Mobile positioning data has a number of limitations and we have spent years finding solutions for each one of them. Not everyone uses a mobile phone. Some people own several. There may also be disparities due to the gender gap in mobile phone ownership, especially in low- and middle-income countries, and disparities between different socio-economic groups. Additionally, it is only phone users who are subscribed to or roaming in the mobile network which is providing the data who will be included in the dataset. The geographic, demographic, and socio-economic distribution of each mobile network operator is likely to be different and should be accounted for with appropriate methods. There is noise in the data. To address these concerns, we have developed various solutions that are included in our flagship product, Positium Data Mediator.

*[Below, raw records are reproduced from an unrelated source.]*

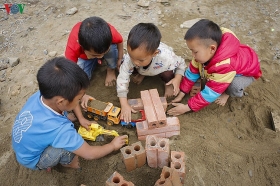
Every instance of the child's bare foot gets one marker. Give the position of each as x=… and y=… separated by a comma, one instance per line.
x=222, y=99
x=71, y=116
x=168, y=91
x=138, y=78
x=110, y=77
x=75, y=164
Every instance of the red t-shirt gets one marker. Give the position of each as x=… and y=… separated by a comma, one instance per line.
x=74, y=50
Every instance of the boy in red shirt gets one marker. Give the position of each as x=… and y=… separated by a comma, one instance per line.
x=227, y=66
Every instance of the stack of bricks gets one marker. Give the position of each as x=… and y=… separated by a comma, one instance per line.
x=178, y=163
x=168, y=177
x=157, y=151
x=156, y=121
x=117, y=180
x=137, y=104
x=134, y=156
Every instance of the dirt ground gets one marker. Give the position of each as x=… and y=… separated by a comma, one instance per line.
x=230, y=145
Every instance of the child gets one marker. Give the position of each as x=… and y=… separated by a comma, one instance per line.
x=218, y=57
x=42, y=136
x=91, y=40
x=149, y=57
x=88, y=42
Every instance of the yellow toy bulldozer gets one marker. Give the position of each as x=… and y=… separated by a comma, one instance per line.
x=95, y=131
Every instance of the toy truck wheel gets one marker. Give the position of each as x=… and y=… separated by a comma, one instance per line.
x=129, y=126
x=90, y=115
x=110, y=122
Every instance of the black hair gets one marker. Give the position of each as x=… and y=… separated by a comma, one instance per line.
x=205, y=29
x=61, y=77
x=144, y=34
x=95, y=34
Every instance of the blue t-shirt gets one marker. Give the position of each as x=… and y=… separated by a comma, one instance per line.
x=36, y=127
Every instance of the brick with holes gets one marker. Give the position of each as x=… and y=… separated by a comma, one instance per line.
x=178, y=163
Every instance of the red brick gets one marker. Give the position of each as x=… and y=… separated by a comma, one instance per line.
x=275, y=121
x=136, y=104
x=177, y=156
x=128, y=158
x=149, y=109
x=160, y=113
x=117, y=180
x=163, y=152
x=151, y=150
x=172, y=133
x=173, y=124
x=164, y=102
x=140, y=154
x=180, y=167
x=178, y=162
x=143, y=138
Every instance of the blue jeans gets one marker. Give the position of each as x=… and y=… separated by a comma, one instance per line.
x=52, y=156
x=111, y=57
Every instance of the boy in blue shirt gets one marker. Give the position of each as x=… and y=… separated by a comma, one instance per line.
x=42, y=135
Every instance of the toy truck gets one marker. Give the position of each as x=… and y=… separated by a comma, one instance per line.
x=134, y=120
x=95, y=130
x=99, y=110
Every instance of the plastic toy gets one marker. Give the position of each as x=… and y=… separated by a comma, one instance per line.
x=95, y=131
x=133, y=122
x=99, y=110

The purpose of the complex methodology behind PDM is to transform MPD into the most accurate data model that describes human spatio-temporal behaviour, so that the conformity of the data model to reality is only limited by the quality of MPD. Our experience working with national statistical offices and government organisations, ministries of tourism and planning, cities, municipalities and urban planners, data businesses, and international organisations (UN WTO and UN GWG) means that the methodology we use adheres to high quality assurance standards.

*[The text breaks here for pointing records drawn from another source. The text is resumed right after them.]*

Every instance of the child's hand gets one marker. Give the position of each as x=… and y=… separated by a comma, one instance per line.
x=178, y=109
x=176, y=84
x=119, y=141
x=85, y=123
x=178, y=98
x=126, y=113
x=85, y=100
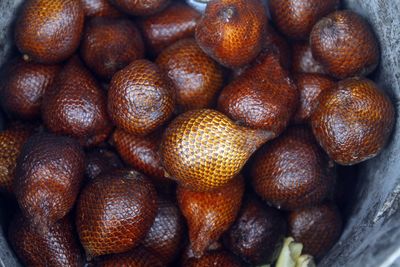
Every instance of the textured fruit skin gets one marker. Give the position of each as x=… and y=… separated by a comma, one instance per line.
x=49, y=31
x=295, y=18
x=292, y=171
x=56, y=246
x=165, y=236
x=257, y=234
x=203, y=149
x=11, y=142
x=210, y=214
x=76, y=106
x=196, y=77
x=24, y=86
x=353, y=121
x=317, y=228
x=178, y=21
x=264, y=97
x=310, y=87
x=109, y=45
x=138, y=257
x=345, y=44
x=140, y=98
x=115, y=211
x=221, y=30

To ensure the best results for our clients, we apply these 11 principles to our methodology:
The model is an approximation of reality and seeks to approximate to the most representative and populous entities in real life, while acknowledging the diversity of human behaviour;
The model cannot be static and needs to consider the dynamics of human spatiotemporal behaviour;
The model is not an array of snapshots of human life, but represents human life in its continuity;
The model cannot be better than its underlying data, but should never incorporate logical fallacies, such as:
people moving with unrealistic speeds
people being present in multiple locations at the same time
an unreasonable number of people travelling at night-time;
The model should describe human spatio-temporal behaviour, so sufficient effort should be made to exclude as much non-human data (machines, IoT) and biased data as possible within the limitations and possibilities of the data and domain knowledge;
The model needs to be based on data that has gone through several quality assurance steps so that domain-specific insights could be provided with confidence;
The model continuum can be interrupted with lack of data, which can be counteracted by imputation and interpolation where possible;
The model needs to provide comparable results across different domains without introducing controversy;
The model has a limited number of domains that it can be applied to;
The model allows retrospective view for conducting revision;
The model entities are classified into semantic classes that do not conflict with real life.

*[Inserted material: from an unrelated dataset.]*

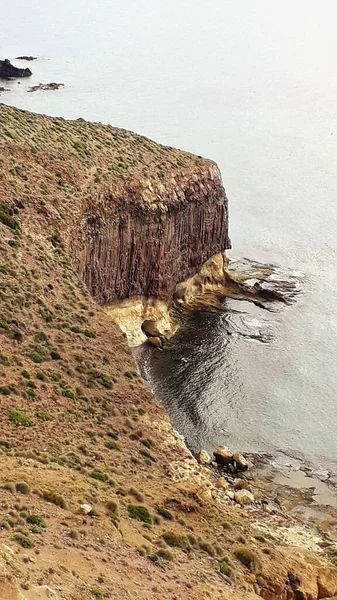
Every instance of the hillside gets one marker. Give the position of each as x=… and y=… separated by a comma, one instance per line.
x=79, y=426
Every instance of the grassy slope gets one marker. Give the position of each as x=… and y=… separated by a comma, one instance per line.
x=89, y=430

The core of the methodology is the continuity model, which is the representation of people’s spatio-temporal activity with a semantic domain-specific interpretation of the behaviour of the subscribers. The continuity model allows sophisticated queries and analysis possibilities that are incorporated into the automatic results generation of PDM.
Among others, the methodology includes the following features:
universal coverage area model of the network antennae
probabilistic spatial interpolation using an adaptive grid and land coverage model
identification of stay/move sections
anchor point model for the recognition of regularly visited locations and semantic assumptions about those places
identification of long-term changes in migration, usual environment and activity spaces
calculation of indicators for population statistics
calculation of indicators for mobility statistics, and of origin-destination matrices
calculation of national and international statistical indicators.
Compared to other solutions, Positium Data Mediator uses a sophisticated methodology and a core data model unique to our product. From what we have seen, other solutions out there provide a simple ETL platform that aggregates raw MPD data with little or no methodology involved. From an analytics point of view, PDM will give you better, more accurate results.
There are several reasons why:
reference data used during processing is temporally dynamic and customisable. For example, custom GIS layers can be used for a spatial breakdown of results, which can include custom grids, continuous or sparse polygons, etc;
using an adaptive grid and a model of cell coverage areas as a basis for spatial interpolation gives advantages over point-in-polygon and Voronoi-tessellation approaches;
results can be produced and an analysis can be done for several domains and a variety of indicators, breakdowns, and custom queries; our competitors mostly concentrate on a single domain and a very limited range of resulting indicators;
PDM is automatic and systematic in the sense that it processes data from raw to results fully independently, unless there is a need to manually interrupt. Manual work is mostly necessary for human QA;
PDM is process-flow based and controlled by configuration – different processes can be set to run, or skipped if necessary;
There are about 400 configuration parameters in PDM which are used for technical and methodological manipulation of PDM. These parameters offer us a great range of possibilities for customising the PDM methodology to the needs of our clients.